Massacre de Realengo: vítimas contam traumas após 10 anos de ataque a tiros
Há 10 anos, Alan Mendes, um adolescente de 13 anos, precisou fugir da Escola Municipal Tasso da Silveira, em Realengo, Zona Oeste do Rio, em busca de ajuda. Logo no início da manhã, um atirador invadiu a sala de aula sem pedir licença, matou 12 alunos, deixou 13 feridos e marcas para a vida inteira. Após uma década, sobreviventes e famílias que perderam seus filhos se reuniram em homenagens pelo bairro e uma missa em memória das vítimas, no Santuário do Cristo Redentor, às 17h.
Alan Mendes, hoje com 23 anos, teve sua prova de português interrompida naquela quinta-feira de 2011. Ele passou na casa de Samira, uma de suas melhores amigas, e foram juntos para a escola, como de costume. Eles chegaram por volta das 8h, sentaram perto um do outro e estavam se preparando para uma prova de português, até que o ex-aluno Wellington Menezes de Oliveira entrou na sala de aula.
"A professora perguntou o que ele estava fazendo ali e ele respondeu que daria uma palestra. No mesmo instante sacou a arma e atirou na cabeça da minha amiga. Samira morreu na hora, na minha frente. Fiquei congelado, sem reação e ele me deu um tiro na altura do ombro, próximo à clavícula. Quando ele foi atirar na Jéssica, uma colega que estava de cabeça baixa, eu ataquei uma cadeira nele. Novamente minhas pernas congelaram e ele atirou em mim mais uma vez.

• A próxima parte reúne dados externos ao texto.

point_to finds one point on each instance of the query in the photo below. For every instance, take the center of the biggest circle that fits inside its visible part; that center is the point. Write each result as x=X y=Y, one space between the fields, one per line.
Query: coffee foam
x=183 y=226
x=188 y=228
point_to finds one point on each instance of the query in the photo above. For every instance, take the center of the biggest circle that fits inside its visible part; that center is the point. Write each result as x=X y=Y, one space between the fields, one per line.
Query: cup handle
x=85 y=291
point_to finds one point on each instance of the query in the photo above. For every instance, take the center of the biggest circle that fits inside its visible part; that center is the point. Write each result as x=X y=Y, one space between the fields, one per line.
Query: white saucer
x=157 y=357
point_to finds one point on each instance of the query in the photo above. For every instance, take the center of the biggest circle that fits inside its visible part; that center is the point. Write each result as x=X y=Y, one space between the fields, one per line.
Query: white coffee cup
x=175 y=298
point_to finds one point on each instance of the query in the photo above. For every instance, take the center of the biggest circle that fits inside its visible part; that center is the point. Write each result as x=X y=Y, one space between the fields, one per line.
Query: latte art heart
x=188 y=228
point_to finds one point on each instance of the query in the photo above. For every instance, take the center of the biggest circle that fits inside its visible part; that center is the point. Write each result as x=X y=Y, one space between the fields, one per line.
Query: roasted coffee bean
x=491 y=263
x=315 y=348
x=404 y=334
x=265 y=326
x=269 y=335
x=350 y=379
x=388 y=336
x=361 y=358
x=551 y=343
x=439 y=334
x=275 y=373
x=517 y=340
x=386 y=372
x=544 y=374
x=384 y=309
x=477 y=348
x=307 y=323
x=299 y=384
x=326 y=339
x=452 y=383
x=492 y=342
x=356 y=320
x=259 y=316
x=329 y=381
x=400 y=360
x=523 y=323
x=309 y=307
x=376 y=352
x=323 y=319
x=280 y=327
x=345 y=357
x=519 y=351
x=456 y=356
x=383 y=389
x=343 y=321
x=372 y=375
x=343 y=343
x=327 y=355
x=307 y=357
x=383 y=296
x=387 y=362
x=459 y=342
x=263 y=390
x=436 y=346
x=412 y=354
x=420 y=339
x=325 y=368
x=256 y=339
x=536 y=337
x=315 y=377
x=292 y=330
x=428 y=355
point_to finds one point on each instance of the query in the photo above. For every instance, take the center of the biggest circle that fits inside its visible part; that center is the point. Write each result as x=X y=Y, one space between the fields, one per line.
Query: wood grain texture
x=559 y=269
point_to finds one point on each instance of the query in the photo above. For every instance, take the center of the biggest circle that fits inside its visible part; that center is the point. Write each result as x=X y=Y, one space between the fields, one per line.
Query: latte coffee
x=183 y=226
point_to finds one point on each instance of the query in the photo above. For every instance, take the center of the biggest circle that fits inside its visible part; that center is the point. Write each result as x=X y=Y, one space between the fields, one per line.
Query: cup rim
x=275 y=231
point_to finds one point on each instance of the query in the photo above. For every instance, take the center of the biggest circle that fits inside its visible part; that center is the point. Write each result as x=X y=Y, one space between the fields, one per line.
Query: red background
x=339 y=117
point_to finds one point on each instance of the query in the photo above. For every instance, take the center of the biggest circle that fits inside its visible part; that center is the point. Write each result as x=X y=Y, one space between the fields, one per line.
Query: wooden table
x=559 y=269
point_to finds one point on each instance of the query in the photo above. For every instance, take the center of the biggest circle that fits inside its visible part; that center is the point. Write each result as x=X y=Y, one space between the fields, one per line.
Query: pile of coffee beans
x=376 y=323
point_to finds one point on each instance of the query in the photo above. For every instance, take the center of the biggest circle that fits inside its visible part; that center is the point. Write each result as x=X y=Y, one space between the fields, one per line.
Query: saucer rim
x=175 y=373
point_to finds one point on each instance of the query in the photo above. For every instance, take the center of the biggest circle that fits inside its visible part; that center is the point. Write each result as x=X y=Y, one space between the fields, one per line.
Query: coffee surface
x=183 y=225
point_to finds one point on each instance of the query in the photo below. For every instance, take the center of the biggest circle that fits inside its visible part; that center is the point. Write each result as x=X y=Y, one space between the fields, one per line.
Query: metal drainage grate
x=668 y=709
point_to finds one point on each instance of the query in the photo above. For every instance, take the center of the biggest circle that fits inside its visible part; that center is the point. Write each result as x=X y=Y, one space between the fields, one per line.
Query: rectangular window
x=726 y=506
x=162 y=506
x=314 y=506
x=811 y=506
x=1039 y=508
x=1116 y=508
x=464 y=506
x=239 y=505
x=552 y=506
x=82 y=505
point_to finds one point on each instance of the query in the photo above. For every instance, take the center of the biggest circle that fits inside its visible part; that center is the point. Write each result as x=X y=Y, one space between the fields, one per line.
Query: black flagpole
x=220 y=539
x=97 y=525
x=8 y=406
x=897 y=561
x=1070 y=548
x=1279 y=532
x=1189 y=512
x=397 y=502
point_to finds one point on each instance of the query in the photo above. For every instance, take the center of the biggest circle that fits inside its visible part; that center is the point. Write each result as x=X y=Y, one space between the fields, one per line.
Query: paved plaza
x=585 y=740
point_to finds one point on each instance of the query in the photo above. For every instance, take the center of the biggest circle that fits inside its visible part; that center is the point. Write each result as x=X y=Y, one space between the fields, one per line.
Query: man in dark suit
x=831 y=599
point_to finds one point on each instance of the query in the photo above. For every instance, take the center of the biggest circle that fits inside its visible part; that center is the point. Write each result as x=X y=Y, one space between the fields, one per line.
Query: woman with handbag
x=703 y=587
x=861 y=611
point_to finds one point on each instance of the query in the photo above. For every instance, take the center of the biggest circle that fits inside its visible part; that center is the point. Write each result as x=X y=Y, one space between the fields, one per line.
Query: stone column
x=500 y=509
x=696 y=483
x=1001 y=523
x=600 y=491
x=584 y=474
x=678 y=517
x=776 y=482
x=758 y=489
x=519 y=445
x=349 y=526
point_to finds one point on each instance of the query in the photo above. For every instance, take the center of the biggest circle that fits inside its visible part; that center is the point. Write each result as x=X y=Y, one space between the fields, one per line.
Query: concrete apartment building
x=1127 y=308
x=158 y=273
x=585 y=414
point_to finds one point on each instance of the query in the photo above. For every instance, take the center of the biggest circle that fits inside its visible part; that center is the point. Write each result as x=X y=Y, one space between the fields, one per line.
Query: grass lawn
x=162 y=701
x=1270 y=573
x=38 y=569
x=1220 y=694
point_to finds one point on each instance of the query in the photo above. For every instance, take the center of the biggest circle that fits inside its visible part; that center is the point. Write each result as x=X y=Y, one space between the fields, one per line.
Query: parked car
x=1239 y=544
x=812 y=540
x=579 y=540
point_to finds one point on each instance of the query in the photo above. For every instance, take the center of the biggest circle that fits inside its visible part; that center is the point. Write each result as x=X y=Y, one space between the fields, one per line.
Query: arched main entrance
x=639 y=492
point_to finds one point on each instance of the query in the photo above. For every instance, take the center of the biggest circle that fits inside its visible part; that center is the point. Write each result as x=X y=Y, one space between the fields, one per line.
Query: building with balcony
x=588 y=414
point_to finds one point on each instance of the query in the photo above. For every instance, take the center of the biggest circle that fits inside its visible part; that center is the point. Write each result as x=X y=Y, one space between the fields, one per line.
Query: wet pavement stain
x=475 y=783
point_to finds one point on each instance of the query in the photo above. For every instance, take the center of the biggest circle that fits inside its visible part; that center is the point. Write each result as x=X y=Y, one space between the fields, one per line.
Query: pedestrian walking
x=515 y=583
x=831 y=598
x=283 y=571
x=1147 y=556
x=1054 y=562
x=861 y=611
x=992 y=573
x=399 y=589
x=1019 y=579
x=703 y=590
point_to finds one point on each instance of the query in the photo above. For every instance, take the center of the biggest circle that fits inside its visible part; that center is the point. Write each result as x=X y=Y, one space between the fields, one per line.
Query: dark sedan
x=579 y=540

Fui baleado no rosto, poucos centímetros abaixo do olho esquerdo e a bala saiu pela orelha direita. Foi então que decidi correr e fui atingido na mão e na barriga."
"Até hoje tenho pesadelos"
Aos 13 anos e estudante do 8º ano, Alan foi baleado quatro vezes e ainda assim conseguiu correr para pedir ajuda. Ele saiu da escola e correu cerca de 300 metros, em direção à sua casa, até que avistou uma viatura, o que era raridade na região. Pediu ajuda aos policiais, contou o que estava acontecendo, e prontamente os agentes pediram para ele entrar na viatura que o levariam até o hospital mais próximo.
"Na hora eu falei que estava bem, não precisava ir ao hospital. Foi quando me questionaram como isso era possível, se eu estava cheio de tiros. Nesse momento me dei conta que estava todo baleado, ensanguentado e entrei em desespero. Achei que a roupa suja era porque tinha escorregado na poça de sangue de Samira."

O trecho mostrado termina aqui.